Google Gemini AI Enhances ChatGPT with Multimedia Abilities

Google has introduced Gemini, a new AI model that brings video, audio, and photo understanding capabilities to its Bard AI chatbot. Gemini is expected to be integrated into Google Workspace tools in early 2024.

ADVERTISEMENT

Gemini Enhances AI Abilities with Multimedia

Google has introduced Gemini, an AI model that aims to enhance the capabilities of its Bard AI chatbot. Gemini brings video, audio, and photo understanding abilities to the chatbot, allowing it to improve AI performance in various complex tasks such as summarizing documents, reasoning, planning, and even writing programming code.

Although Gemini was initially released in English for users in many countries, Google plans to expand its availability to other languages in the near future. Users with Google Pixel 8 phones will be among the first to experience Gemini's new AI abilities, with the integration of Gemini into Gmail and other Google Workspace tools expected in early 2024.

Gemini Focuses on Multimedia Interpretation

Gemini represents a significant step forward in AI models by incorporating multimedia interpretation capabilities. While text-based chat is important, humans interact with the world through rich information, including speech, imagery, and more. Gemini is designed to bridge the gap between traditional text-based AI models and the more expansive ways in which humans process and understand information in the world.

By training Gemini on text, programming code, images, audio, and video simultaneously, Google aims to improve the model's ability to handle multimedia inputs efficiently. The diverse abilities of Gemini include correctly identifying the next shape in a series, identifying connections between photos, converting bar charts into labeled tables, and even processing handwritten physics problems.

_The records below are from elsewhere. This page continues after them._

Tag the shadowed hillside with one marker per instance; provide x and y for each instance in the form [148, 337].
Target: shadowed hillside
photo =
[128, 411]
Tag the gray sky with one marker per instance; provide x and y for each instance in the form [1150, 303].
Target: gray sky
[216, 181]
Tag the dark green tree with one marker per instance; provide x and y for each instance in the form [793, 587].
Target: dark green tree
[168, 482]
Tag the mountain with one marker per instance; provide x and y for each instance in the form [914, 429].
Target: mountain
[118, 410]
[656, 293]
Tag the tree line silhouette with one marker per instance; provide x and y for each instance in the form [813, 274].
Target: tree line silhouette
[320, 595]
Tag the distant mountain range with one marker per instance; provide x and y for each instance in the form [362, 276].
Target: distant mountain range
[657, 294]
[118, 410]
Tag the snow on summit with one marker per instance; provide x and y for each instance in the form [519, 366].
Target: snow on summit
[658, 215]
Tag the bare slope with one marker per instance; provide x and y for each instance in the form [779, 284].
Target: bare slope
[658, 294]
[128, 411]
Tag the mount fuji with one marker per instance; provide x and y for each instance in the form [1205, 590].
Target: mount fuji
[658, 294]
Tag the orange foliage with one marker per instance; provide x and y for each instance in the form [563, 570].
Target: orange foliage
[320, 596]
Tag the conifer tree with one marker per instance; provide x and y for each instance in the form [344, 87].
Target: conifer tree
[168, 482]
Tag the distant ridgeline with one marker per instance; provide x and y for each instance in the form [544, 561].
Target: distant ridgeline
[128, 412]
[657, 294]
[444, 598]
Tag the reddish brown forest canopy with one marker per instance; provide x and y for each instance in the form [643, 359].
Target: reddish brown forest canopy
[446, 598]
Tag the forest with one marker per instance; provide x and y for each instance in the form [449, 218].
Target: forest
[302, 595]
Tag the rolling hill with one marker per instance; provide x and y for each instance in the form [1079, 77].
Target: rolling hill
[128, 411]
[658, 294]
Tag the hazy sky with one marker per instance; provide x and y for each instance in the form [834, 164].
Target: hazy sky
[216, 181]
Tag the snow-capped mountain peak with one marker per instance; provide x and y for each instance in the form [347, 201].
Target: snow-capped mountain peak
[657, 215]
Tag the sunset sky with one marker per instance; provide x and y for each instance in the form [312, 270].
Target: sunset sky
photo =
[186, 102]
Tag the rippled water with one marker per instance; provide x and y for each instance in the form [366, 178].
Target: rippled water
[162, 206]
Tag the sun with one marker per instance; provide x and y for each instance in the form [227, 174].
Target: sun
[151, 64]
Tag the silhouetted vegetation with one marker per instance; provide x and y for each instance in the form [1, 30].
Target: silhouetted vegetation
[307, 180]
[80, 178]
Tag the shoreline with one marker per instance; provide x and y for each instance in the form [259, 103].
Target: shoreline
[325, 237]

Gemini's Availability and Future Plans

Gemini is available in three different versions, each tailored for different levels of computing power. Gemini Nano runs on mobile phones and powers new features on Google Pixel 8 phones. Gemini Pro is designed for fast responses and runs in Google's data centers, while Gemini Ultra is limited to a test group for now and will be available in a new version of the Bard Advanced chatbot. Google plans to release the Gemini Ultra version of Bard in early 2024.

Google is actively courting developers to incorporate Gemini into their own software and applications. By offering discounted prices and providing integration options through its AI Studio web interface and Vertex AI, Google aims to encourage developers to explore Gemini's capabilities. The company also plans to integrate Gemini into its own services such as Gmail, Google Docs, Meet, and other parts of Google Workspace.